O livro reune textos e ensaios visuais sobre diversos aspetos das relações entre imagens fotográficas e fílmicas e os arquivos, privados ou públicos, com abordagens académicas e artísticas de diversas disciplinas. As temáticas mais presentes são o pensamento arquival (John Tagg), a importância da materialidade nas abordagens das imagens e, em especial, nos processos de digitalização dos arquivos (Elizabeth Edwards) e diversas temáticas ligadas à história da cultura visual do colonialismo, com destaque para o caso português.

Um dos primeiros temas transversais é a guerra: as imagens de conflitos e os seus modos de apresentação e construção da história pública e de um espaço público visual (Ana Maria Maud), os espaços de memória sobre a “guerra colonial” portuguesa, criados pela partilha de fotografias de ex-combatentes portugueses (Maria José Lobo Antunes e Daniel Barroca) e angolanos, neste caso, vistos por um cineasta italiano (Giulia Strippoli). De algum modo, consequência destas histórias, as histórias da diáspora africana contadas pelo imaginário dos seus protagonistas atuais (Sofia Yala Rodrigues).

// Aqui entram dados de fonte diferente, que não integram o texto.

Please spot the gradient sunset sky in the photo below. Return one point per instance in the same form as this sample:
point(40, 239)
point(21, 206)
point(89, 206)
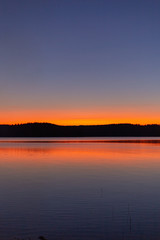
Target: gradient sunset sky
point(80, 61)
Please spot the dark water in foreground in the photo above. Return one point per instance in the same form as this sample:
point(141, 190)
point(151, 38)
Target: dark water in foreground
point(80, 190)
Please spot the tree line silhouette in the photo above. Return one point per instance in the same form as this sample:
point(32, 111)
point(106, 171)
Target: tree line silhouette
point(52, 130)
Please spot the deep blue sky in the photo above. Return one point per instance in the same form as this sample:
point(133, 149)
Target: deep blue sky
point(80, 56)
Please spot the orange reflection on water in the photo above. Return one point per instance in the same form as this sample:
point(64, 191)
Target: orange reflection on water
point(116, 154)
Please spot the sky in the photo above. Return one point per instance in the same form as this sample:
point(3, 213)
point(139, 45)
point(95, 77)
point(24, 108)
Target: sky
point(80, 61)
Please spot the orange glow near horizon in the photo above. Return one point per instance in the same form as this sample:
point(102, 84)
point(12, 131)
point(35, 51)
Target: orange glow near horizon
point(83, 117)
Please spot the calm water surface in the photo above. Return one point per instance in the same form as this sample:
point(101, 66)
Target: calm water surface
point(80, 189)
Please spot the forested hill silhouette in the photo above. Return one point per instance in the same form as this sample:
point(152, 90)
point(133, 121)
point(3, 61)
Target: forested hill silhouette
point(52, 130)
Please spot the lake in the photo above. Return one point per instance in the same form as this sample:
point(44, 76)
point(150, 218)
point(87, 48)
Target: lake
point(80, 188)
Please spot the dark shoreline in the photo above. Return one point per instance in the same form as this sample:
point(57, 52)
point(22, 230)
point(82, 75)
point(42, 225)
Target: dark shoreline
point(52, 130)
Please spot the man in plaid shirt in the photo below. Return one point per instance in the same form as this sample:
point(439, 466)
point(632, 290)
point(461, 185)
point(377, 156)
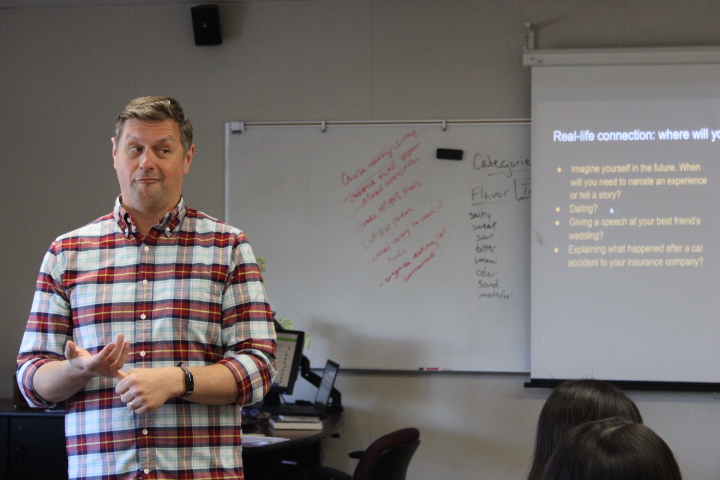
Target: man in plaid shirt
point(151, 322)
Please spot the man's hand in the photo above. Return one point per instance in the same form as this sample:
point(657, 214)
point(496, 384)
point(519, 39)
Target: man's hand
point(147, 389)
point(106, 363)
point(58, 381)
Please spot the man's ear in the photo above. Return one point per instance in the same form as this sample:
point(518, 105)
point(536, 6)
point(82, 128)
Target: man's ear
point(188, 158)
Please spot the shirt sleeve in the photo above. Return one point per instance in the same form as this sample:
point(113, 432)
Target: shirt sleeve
point(48, 328)
point(248, 329)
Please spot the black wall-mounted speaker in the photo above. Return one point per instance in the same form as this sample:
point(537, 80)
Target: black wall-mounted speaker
point(206, 25)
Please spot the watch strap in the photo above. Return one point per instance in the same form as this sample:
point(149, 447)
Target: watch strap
point(189, 381)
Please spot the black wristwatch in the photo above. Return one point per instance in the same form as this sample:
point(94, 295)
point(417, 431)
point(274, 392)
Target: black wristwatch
point(189, 381)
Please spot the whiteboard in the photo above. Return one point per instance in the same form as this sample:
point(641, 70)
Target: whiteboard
point(388, 257)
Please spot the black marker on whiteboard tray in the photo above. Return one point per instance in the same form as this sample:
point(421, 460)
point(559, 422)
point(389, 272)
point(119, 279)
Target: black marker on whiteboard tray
point(449, 154)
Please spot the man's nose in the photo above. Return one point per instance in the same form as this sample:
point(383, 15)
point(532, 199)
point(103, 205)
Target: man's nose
point(147, 160)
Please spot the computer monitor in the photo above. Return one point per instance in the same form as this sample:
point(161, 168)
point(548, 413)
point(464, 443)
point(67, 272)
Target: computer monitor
point(288, 355)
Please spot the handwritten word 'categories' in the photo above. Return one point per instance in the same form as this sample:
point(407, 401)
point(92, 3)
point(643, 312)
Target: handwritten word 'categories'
point(496, 166)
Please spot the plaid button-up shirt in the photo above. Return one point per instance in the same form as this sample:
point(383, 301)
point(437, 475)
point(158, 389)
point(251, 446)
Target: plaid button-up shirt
point(189, 291)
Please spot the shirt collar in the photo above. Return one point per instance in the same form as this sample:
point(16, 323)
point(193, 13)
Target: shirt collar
point(167, 224)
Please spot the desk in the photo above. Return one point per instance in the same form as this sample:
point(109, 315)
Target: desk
point(302, 447)
point(32, 444)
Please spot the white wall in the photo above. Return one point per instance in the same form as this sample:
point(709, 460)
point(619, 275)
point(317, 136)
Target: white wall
point(66, 72)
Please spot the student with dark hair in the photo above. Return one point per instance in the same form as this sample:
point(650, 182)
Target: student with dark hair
point(612, 449)
point(571, 404)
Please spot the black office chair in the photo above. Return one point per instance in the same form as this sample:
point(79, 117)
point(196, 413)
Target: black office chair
point(387, 458)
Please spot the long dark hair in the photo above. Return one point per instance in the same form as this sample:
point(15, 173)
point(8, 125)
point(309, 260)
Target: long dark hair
point(571, 404)
point(609, 449)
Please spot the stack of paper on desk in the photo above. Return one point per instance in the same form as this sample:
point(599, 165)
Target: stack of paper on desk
point(296, 422)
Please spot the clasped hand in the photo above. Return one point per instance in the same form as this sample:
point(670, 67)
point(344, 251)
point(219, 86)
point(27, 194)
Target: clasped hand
point(144, 390)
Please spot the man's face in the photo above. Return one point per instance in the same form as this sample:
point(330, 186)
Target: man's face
point(150, 165)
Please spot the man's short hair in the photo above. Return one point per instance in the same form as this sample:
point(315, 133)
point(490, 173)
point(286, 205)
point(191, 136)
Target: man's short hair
point(155, 109)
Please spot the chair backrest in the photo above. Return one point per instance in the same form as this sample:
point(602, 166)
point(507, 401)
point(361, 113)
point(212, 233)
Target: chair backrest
point(388, 457)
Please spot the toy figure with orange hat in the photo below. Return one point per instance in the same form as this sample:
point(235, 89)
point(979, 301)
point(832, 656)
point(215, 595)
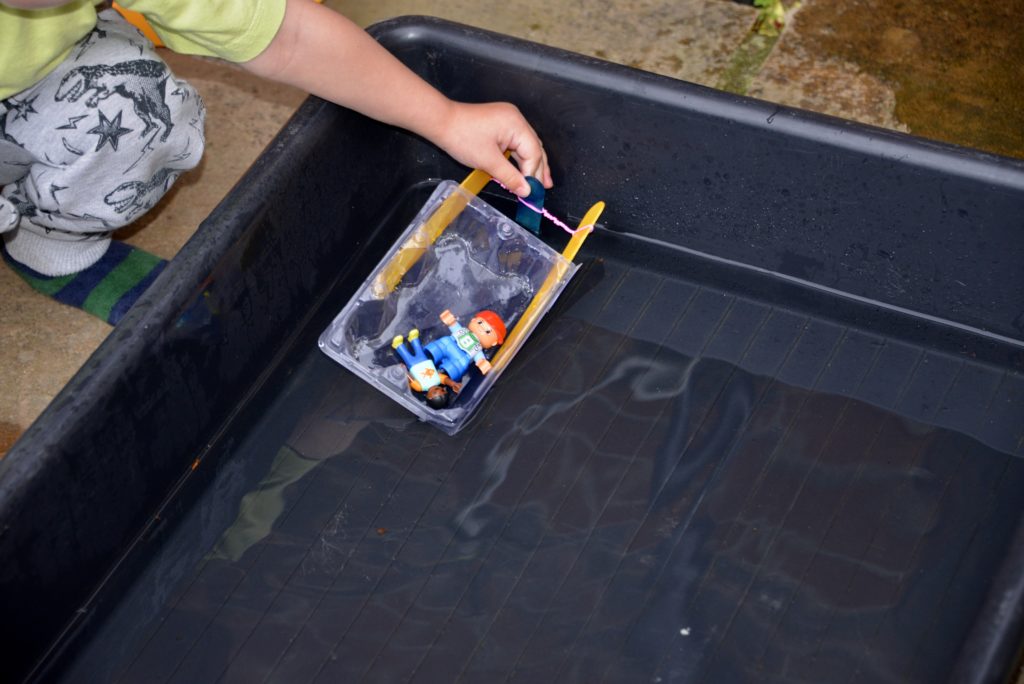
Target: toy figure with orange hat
point(440, 365)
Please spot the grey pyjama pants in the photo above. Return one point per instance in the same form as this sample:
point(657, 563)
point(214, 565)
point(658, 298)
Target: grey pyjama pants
point(91, 147)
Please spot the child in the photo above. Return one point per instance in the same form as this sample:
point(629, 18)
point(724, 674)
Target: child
point(94, 128)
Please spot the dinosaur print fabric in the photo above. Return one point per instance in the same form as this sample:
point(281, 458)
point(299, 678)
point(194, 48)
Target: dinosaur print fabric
point(91, 147)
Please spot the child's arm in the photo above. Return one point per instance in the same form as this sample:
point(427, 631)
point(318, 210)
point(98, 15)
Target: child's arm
point(323, 52)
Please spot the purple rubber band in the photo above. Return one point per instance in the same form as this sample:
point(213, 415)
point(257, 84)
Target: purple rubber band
point(547, 214)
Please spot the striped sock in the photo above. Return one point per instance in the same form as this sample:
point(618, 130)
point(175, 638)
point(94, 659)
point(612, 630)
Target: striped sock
point(107, 289)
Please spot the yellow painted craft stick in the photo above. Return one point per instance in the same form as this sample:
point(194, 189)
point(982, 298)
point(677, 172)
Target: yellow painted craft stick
point(539, 303)
point(418, 243)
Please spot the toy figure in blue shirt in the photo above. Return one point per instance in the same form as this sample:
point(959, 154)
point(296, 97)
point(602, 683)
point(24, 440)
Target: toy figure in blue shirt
point(442, 362)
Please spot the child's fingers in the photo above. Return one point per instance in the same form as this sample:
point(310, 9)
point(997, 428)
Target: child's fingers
point(505, 172)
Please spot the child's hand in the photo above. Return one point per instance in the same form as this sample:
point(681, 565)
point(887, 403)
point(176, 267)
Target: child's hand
point(478, 135)
point(321, 51)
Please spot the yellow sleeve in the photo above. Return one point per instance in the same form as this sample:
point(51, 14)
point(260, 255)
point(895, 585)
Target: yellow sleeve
point(33, 42)
point(232, 30)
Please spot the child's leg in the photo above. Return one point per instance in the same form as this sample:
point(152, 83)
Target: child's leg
point(105, 135)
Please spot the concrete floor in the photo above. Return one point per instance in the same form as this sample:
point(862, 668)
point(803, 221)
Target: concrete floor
point(811, 66)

Outras histórias visuais do colonialismo estão presentes em trabalhos sobre os trajetos históricos de diversas imagens (Sílvio Marcus de Souza Correa), na afirmação da antropologia como ciência colonial (Marcus Oliveira), nos álbuns fotográficos dos arquivos de fronteiras (Teresa Mendes Flores) e em álbuns de viagens (Marina Feldhues), em propostas de leituras mais completas e críticas, como é o caso, também, das abordagens à obra fílmica de Ruy Cinatti em Timor (Maria do Carmo Piçarra), e às obras das artistas contemporâneas Filipa César e Ângela Ferreira (Sara Castelo Branco). A problemática do arquivo das artes performativas, com reativações contemporâneas que, em vários aspetos, também cruzam a temática colonial e pós-colonial (Cláudia Madeira), a proposta afirmativa de uma arquitetura senegalesa sagrada (Allen F. Roberts e Mary N. Roberts), e os testemunhos visuais dos modos da vida quotidiana da cidade de Leiria, na década de 60, através da coleção do estúdio fotográfico local Fotografia Fabião (Lara Portela e Nelson Melo) são outras tantas propostas.

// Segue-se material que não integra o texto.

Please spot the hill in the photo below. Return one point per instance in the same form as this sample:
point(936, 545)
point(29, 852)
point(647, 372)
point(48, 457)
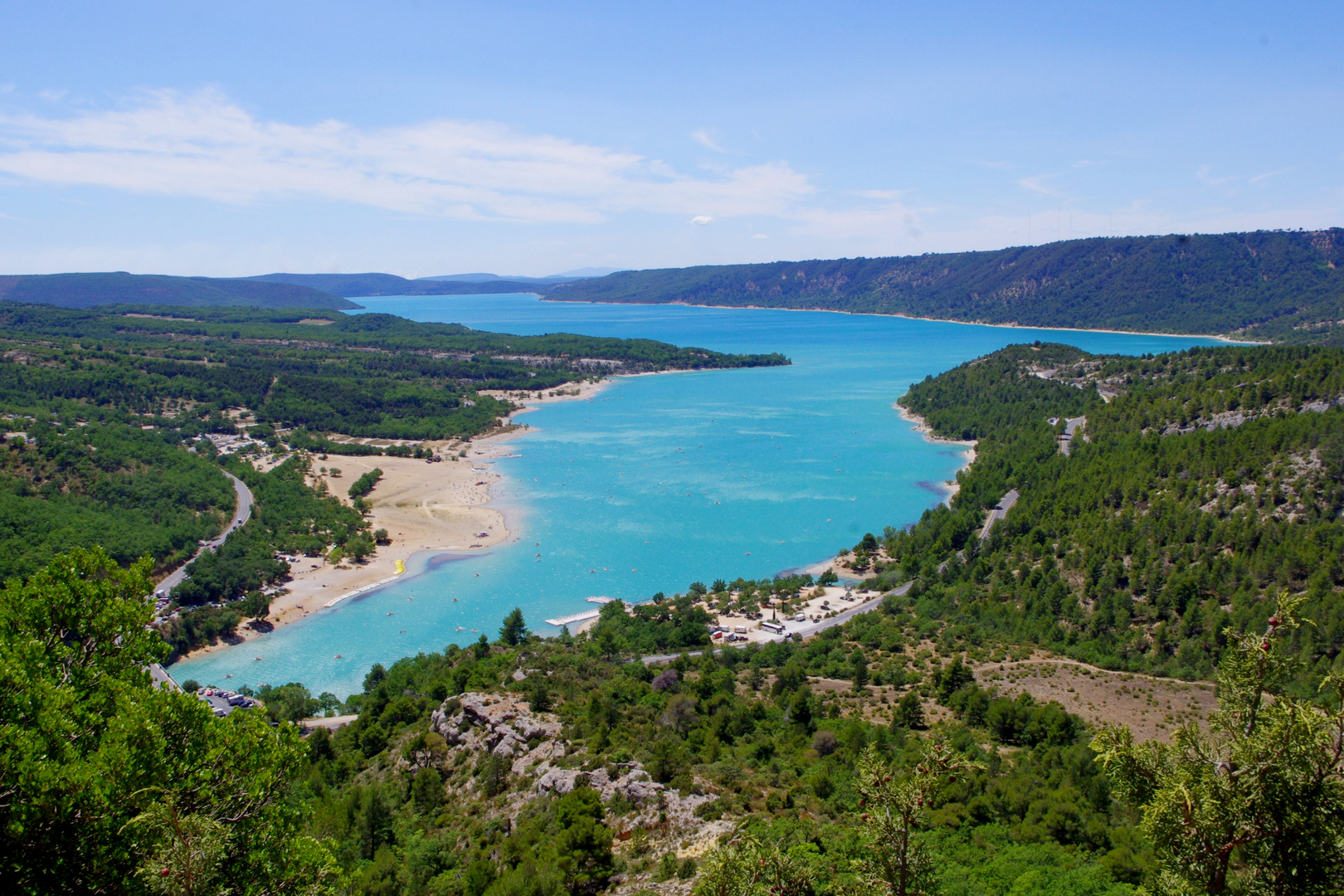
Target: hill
point(918, 740)
point(119, 288)
point(1265, 285)
point(1210, 479)
point(104, 405)
point(357, 285)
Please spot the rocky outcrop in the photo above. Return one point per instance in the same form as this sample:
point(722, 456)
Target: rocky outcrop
point(631, 782)
point(504, 726)
point(500, 724)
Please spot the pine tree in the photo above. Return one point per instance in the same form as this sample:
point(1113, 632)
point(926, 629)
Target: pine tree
point(514, 631)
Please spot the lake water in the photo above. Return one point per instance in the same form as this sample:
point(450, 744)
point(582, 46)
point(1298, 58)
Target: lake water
point(663, 480)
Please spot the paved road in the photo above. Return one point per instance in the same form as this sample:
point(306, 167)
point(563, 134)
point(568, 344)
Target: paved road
point(999, 512)
point(241, 514)
point(162, 679)
point(1071, 425)
point(334, 722)
point(806, 629)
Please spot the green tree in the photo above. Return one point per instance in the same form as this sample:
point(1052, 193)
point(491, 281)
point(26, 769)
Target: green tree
point(1257, 802)
point(908, 712)
point(539, 700)
point(514, 631)
point(106, 779)
point(895, 806)
point(747, 867)
point(256, 605)
point(360, 547)
point(859, 664)
point(585, 844)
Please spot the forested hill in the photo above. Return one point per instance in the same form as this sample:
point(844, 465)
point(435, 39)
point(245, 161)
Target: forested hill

Dois trabalhos fecham a coleção: uma reflexão sobre o potencial disruptivo da arte contemporânea, numa leitura psicanalítica (Ana Lúcia Mandelli de Marsillac e Anelise Hauschild Mondardo) que nos faz pensar sobre memórias, traumas e subjectividade; e o ensaio rizomático sobre os paradoxos do arquivo a partir de Ernesto de Sousa e de Almada Negreiros (Francisca José). Como escreve esta autora: “Retornamos a Arkhé, origem e princípio, para começar. Encontramos uma constelação de significados que desconstruímos e destruímos para lhe re-conceptualizarmos os significantes. E começamos”.